Monday, July 17, 2006

Day Off




The beginning of week three.

Yesterday nine of us took the hour-long bus ride to Shaoxing, forty-odd kilometres, several million concrete buildings and one or two rice paddies to the east of of here. After walking along the canal banks in the rain we took a city bus to East Lake, where we squeezed into wooden boats propelled by gap toothed old men who pedalled with their bare feet and steered with long bamboo poles under low stone bridges and through green and blue striped caves. Hiking back from the far side of the lake, we passed a bamboo wood, green tea plantations and a tea house clinging to the rock face next to aubergine plants and oriental orchids.

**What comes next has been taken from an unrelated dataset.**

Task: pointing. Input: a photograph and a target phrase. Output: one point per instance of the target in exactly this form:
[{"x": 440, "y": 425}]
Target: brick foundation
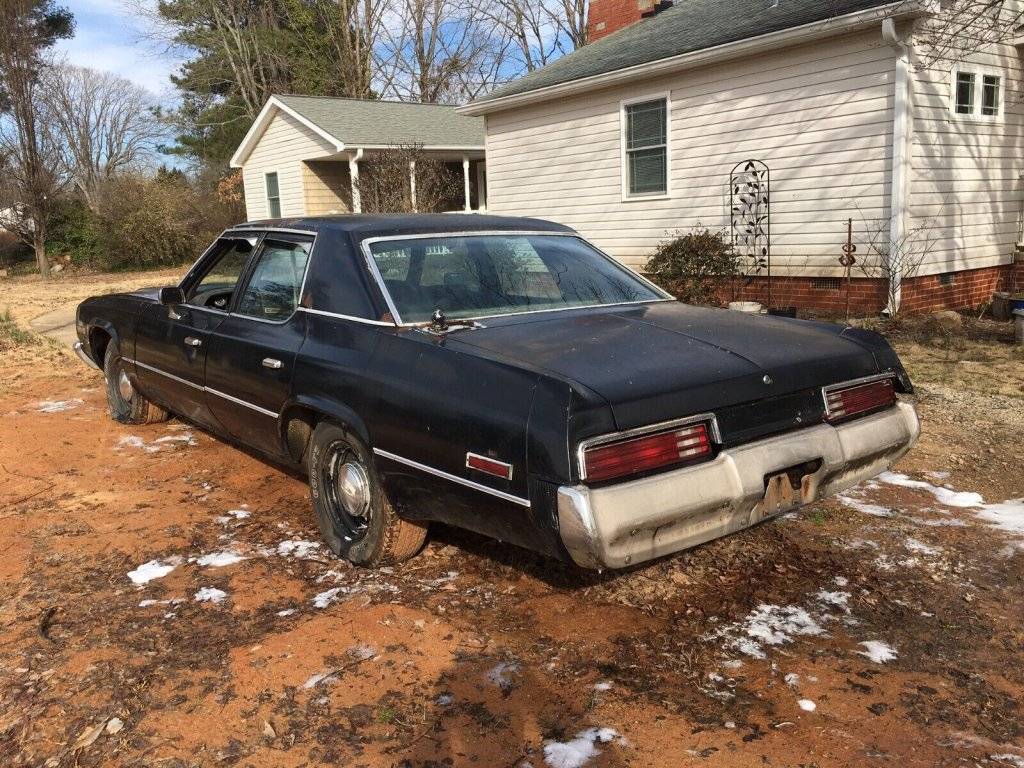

Judging from the guide book description I'd expected Shaoxing to be a pleasant provincial backwater, a bit like one of those small towns in Northumberland that have a castle at one side of town and a river at the other, and very little else in between. I discovered that very few places on the east coast of China can be described as backwaters anymore - little Shaoxing accounts for almost 70% of the region's textile trade; plush hotels, western restaurants and their indigineous imitators like Kung Fu Fast Food and Winner Pizza throng the centre of town, while huge out of town textile supermarkets and foreign joint ventures congregate on the outskirts. The concrete in front of the train station almost gleamed.

Next weekend we're going paintballing in Hangzhou with a busload of teenage Chinese students. One more strange experience to look forward to.